Labrador Duck

The Labrador Duck is the first North American bird that we are aware of to become extinct. It was rare by the time that Europeans arrived in North America, so information on the bird is a bit sketchy, but it seems to have wintered on the shores of New England, Long Island, and New Jersey, and probably nested and bred in Labrador and Northern Quebec.

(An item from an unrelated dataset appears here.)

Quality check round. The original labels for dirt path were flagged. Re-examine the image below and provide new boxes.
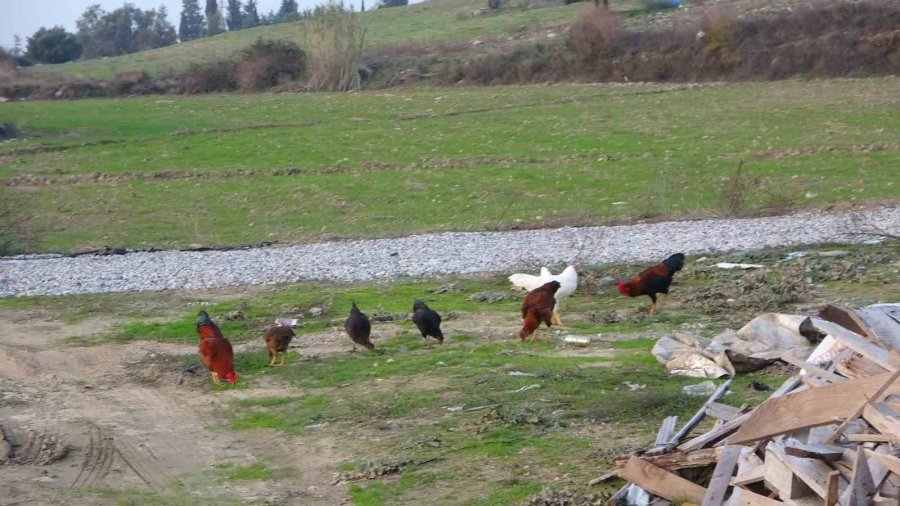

Illustration by John Gerrard Keulemans of a female and male

Americans hunted the duck, and you would see the bird for sale in markets in the nineteenth century, but not on a large scale, as the meat rotted quickly, sometimes before it could even be sold,  and apparently didn’t taste very good.
labrador duck

We think that possibly the bird disappeared due to an overly specialized diet, which made it more vulnerable that its more adaptable relatives. The Labrador Duck had a bill that was especially soft, probably for probing sand to find food, with a wide flattened tip. It had many lamella inside–comb-like structures used for filtering food. Biologists think that the structure of the bill suggests that the bird dug for snails, mollusks, and other crustaceans in silt and shallow water: a fairly specific diet. The growth of industry and settlement on the east coast may have caused enough of a decline in the shellfish population that it would also affect the bird’s survival.

 

The last Labrador duck to be seen was in 1875 on Long Island.